Make sure that there are no spelling errors, grammatical mistakes, missing punctuation marks, or any other typos. That way, your audience doesn’t feel as if they’re reading something written hastily or poorly.


The final thing to consider is the form your press release takes. Don’t mix this up with formatting! By form, we mean whether your press release is digital or physical.

A physical press release is effective to get the information directly in front of readers. This works best for a smaller audience, such as a workplace or classroom.

For larger audiences, eReleases are often a better way to go. These can be sent out to an audience of email subscribers or a central hub. Since they’re distributed over the internet, they can reach significantly more people than a piece of paper.

Proper Flow

Now that we know some of the key characteristics of an effective press release, let’s put them together. Consider the following three parts as a rough press release template.


Like any writing, a press release begins with an introduction. Here, your goal is to grab the attention of your audience and hold it there.

That means that the first few sentences are the most important. Communicate to your audience exactly what the issue is here. You may also want to give whatever your solution is in the introduction as well.

Since some readers fail to read past the beginning, packing as much information into the start can make sure no one walks away without the needed knowledge. This is a good place for statistics to go to draw in a reader’s attention.


The body is where the bulk of your press release will be. Here is where you’ll be putting all of the most important information.

It’s strongly recommended to ensure that you use a quote or two in this section. Quotes give the audience something to take away, as well as giving more authority to what you’re saying.


The conclusion should be a summary of what you’ve said in your press release. It’s important that you only summarize here – don’t present any new information in your conclusion.

It’s a good idea to end what your actions for the future will be. Congratulation to those that may deserve it in context is also a strong ending.
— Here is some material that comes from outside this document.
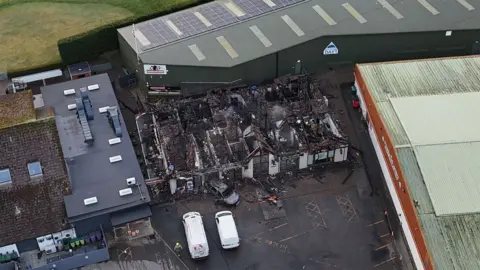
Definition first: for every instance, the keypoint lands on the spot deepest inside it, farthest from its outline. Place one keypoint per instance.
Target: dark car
(223, 193)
Contact details should also be placed here. This lets the audience immediately follow up on your call to action. Additionally, it helps make sure they know that you’re serious about communication.

Press Release Template

If you’re struggling, consider looking up a press release template. This will handle the formatting for you while you plug the important information in where it belongs. For a simple template, consider the following list:

  1. The snappy headline to grab attention.
  2. Introduction to draw in the audience.
  3. Transition to the body, presenting the bulk of information.
  4. Provide sources and quotes to establish authority and convey information.
  5. Convey the most important, essential takeaways.
  6. End body on less important but still relevant information.
  7. Conclude, contact info, call to action.
  8. “Boiler Plate” for your audience.

This is roughly the template that all press releases will follow. You may have been caught off guard by the “boilerplate” at the bottom.

The boilerplate is called so because it’s the foundation that balances everything above it. A boilerplate is essentially your business card. Use this section to give your audience any additional information about you as a company or entity that they may need.

Double Check and Send

A press release can feel daunting, but it’s easier than you expect once you get the hang of it. Do your best to follow press release templates until you feel you can write press releases confidently. Above all, make sure to double-check and proofread everything before you send it.